Friday 26 February 2016

Using Dividend Reinvestment Plans

    Using a Dividend Re-Investment Plan is an easy method of increasing ones position within a company over time, and a passive method of putting dividend payouts to work. DRIP's work by buying a new full share, or multiple shares of a company and/or fractional shares through the stocks dividend payments. 

    So if you are the kind of person who does not want to, or have the time to actively reinvest your dividend payouts then using a DRIP to slowly add to your positions over time may be a great way to increase your passive income without doing any extra work. Utilizing DRIP's especially helps to keep cash from sitting in your account and not working for you!


    There are technically two different kinds of DRIPs to enroll in, and the type depends on where and how you keep your shares.

1) A DRIP is the agreement between the shareholder and issuing company of the shares to pay out dividends in shares. For a true DRIP, one must first register their shares and obtain a certificate of ownership, from there any and all dividends will be used to purchase full and fractional shares of the company. Doing so makes the holder of the stocks a registered shareholder, rather than a beneficial shareholder who holds the stocks through a brokerage account or investment dealer. Getting certified requires contacting the issuing companies transfer agent which maintains the records and dividend payment, and there is usually a fee involved. Depending on the transfer agents plan, you will be either mailed a physical hard copy certificate of your share ownership, or as is becoming more common the records will be kept in electronic form.

    Once everything is filled in, registered and completed, when the next dividend payment comes you will now receive new full and fractional shares in place of cash. And the following dividend payment you will receive even more as your new shares get put to work! That is assuming of course the share price is the same; the downside of DRIPs is that you cannot control or 'time' when to put your dividends to work, the upside however is that you are automatically putting your dividends to use with no effort on your part.

2) Synthetic Drips work in a similar manner to the previously described DRIP, and are administered through your brokerage who hold your stocks for you in your name. Because the brokerage is holding the stocks in your name, rather than you actually being the registered certificate holder, there are two notable differences with using SDRIP over a DRIP.

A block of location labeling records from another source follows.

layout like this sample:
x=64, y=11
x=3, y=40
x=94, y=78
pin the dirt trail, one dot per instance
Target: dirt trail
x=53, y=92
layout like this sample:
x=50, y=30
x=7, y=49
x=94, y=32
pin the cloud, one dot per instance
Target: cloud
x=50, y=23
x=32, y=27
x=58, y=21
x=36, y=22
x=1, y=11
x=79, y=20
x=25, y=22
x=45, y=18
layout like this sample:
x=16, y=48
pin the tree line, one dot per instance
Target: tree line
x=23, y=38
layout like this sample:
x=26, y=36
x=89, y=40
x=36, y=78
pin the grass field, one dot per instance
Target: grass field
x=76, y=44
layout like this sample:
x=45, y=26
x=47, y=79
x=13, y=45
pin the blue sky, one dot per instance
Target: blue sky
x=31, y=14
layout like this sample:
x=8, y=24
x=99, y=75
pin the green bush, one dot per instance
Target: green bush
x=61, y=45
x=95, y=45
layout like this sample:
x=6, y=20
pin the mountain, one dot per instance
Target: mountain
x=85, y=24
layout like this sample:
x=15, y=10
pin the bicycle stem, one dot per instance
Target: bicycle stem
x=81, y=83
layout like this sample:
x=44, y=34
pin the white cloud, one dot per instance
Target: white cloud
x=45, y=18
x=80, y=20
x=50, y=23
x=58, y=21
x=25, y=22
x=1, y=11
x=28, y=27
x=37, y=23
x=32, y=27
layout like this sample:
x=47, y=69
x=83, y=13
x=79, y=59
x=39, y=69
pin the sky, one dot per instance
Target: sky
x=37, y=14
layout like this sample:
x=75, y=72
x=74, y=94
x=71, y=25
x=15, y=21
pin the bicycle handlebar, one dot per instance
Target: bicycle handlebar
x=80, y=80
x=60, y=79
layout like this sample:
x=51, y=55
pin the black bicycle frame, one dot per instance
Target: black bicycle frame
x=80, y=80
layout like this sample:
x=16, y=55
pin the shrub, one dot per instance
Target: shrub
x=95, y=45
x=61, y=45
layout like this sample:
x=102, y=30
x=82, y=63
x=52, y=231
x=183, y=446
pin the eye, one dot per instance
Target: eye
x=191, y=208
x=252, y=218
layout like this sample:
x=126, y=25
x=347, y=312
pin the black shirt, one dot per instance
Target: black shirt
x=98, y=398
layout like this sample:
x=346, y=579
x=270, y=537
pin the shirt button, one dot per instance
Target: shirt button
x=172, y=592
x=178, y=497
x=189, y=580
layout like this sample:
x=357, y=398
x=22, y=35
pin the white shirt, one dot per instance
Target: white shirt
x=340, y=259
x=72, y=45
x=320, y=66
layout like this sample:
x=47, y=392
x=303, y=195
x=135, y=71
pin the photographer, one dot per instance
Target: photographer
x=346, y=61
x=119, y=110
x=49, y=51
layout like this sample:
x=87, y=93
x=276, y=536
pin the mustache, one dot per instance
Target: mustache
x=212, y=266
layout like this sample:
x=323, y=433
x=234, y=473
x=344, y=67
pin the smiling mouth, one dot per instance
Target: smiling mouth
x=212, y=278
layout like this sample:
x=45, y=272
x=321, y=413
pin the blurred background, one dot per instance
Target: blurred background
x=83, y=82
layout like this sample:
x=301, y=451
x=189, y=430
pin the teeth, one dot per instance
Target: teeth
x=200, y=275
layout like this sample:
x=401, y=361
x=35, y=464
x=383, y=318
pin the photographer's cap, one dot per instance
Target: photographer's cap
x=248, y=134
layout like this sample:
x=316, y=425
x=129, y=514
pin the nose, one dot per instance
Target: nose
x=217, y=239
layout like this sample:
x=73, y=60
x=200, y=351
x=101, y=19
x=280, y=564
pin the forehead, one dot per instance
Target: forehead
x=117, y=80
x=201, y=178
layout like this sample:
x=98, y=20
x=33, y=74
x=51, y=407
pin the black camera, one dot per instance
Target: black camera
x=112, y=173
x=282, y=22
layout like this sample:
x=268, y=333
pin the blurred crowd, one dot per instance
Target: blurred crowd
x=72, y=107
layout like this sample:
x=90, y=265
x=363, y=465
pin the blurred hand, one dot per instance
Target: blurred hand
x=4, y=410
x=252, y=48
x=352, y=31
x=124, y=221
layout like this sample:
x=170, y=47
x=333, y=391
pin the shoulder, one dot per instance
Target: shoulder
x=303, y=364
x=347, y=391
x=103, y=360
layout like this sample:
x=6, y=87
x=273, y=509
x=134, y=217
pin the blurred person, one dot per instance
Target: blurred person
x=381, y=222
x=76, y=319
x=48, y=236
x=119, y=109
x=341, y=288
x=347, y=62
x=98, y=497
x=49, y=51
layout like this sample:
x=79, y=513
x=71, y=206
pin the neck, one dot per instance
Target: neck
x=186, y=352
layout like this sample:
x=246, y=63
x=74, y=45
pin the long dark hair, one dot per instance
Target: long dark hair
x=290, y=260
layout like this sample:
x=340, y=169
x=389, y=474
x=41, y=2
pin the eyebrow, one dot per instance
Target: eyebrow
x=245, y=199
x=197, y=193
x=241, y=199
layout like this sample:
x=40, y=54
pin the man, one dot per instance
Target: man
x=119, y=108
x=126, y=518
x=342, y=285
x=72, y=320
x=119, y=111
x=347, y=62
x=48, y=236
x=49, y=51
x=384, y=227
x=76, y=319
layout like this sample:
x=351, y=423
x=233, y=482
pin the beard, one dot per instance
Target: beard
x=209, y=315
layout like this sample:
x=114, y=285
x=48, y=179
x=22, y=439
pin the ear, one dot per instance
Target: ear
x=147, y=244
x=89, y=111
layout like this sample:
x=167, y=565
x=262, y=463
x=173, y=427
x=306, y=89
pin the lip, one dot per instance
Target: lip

    - The first difference is that you will only receive full shares, with any remaining dividends deposited as cash. For example if shares of company X trade at $10, and your dividend payout was $25, you would get 2 shares and $5 added to your account.

- The second difference, as you may have noticed from the example is that shares from a SDRIP are bought on the day that the dividends are received, at market price. They do not get the benefit of the companies DRIP plan discounts, since the brokerage is paying you the shares instead of the issuing company.

    Participating in a SDRIP still gives you the benefits of automating and getting to grow your stock positions with minimal effort. Also, since this DRIP is administered through the Brokerage, you are able to happily DRIP away even when the stocks company does not have a formal dividend reinvestment plan.

    Either from of DRIP is easy to use within a registered savings account, simply DRIP and forget. However, when used in a non-registered account you will need to keep track of your adjusted cost basis of your positions, because if/when you sell your shares you will have multiple shares bought at different prices for capital gains or losses when filing your income tax.